Glioblastoma multiforme, a common highly malignant brain tumor is composed of invasive proliferating cancer cells, and a small population of glioblastoma stem cells characterized by relative quiescence, self-renewal, pluripotency, resistance to conventional chemotherapy, immunotherapy, and radiation. These glioblastoma stem cells if not eradicated following current standard of care, lead to tumor recurrence. By expressing a spectrum of phenotypic markers, associated competencies and a variety of growth patterns, tumor recurrence accounts for a lack of survival benefit . To remedy this recurrence issue, it is necessary to eliminate glioblastoma stem cells subsets. This will require a significant change in current therapeutic approach i.e. the application of Withaferin A or a combination of pleiotropic agents as suggested in a previous publication.

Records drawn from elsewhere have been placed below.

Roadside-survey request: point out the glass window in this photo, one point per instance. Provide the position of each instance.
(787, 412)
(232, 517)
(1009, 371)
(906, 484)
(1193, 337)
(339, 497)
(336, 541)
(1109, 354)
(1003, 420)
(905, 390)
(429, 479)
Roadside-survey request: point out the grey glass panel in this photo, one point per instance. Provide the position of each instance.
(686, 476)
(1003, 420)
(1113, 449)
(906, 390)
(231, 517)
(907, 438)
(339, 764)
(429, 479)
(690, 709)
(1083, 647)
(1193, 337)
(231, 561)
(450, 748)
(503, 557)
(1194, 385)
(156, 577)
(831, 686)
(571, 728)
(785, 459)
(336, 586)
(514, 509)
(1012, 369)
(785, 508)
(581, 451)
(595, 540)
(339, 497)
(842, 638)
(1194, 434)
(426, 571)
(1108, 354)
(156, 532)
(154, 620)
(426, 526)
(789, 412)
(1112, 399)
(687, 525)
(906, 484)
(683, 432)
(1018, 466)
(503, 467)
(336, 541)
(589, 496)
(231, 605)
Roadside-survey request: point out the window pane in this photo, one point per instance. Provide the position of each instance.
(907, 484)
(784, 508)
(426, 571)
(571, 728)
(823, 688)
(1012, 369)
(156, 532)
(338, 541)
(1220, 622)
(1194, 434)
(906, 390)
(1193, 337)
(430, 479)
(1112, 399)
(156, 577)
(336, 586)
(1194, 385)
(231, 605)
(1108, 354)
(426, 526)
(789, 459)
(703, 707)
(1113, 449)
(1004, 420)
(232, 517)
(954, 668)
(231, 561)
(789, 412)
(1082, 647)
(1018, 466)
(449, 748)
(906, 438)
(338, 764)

Keywords: Tumor Stem Cells; Glioblastoma Multiforme; Withaferin A; Pleiotropic Agents
Glioblastoma multiforme is characterized by tumor cell heterogeneity, and by recurrent invasive tumors following conventional radiation, cytotoxic drugs, and limited ablative surgery [1-5]. The tumor originates from a stem cell population which exhibits properties of self-renewal and multi-lineage differentiation followed by clonal evolution, hierarchical stem cell development and bidirectional inter-conversion with nonstem cells . These observations indicate that it is necessary to eradicate glioblastoma stem cells in order to abrogate the enhanced risk of tumor recurrence following conventional chemotherapy surgery, and radiation. The therapeutic focus should initially consist of applying pleiotropic medicinal (supplements, drugs) directed to the multiple molecular pathways promoting tumor stem cell genesis. Based on published pre-clinical research , pleiotropic compounds such as withaferin A,  and curcumin can be considered appropriate candidate agents . There are several published withaferin A inhibitory interactions with critical molecular pathways in glioblastoma stem cells promoting tumor development (Table 1), There are also pre-clinical studies with withaferin A prohibiting tumor development in other tumors, but unexplored in glioblastoma stem cells (Tables 2 & 3).
Gliomagenesis and tumor stem cell heterogeneity are promoted by genetic alterations(driver mutations) and multiple factors in the surrounding tumor microenvironment [47,48] An additional mechanism for post-therapeutic reestablishment of an invasive and chemo/ radiation resistance population of differentiated glioblastoma cancer cells into cancer stem-like cells expressing markers associated with pluripotency and stemness such as CD133, SOX2, Oct4, and Nestin has been published . These observations emphasize the importance of preclinical research studies with pleiotropic compounds interacting in a specific manner with tumor stem cells and avoiding interacting with normal stem cells. In the clinical setting, Withaferin A alone, or in combination with other pleiotropic approved drugs or supplements as initial therapy following diagnosis of glioblastoma multiforme [49-53] may prohibit or delay tumor recurrence assuming these agents abrogate the effects of driver mutations, and micro-environmental factors.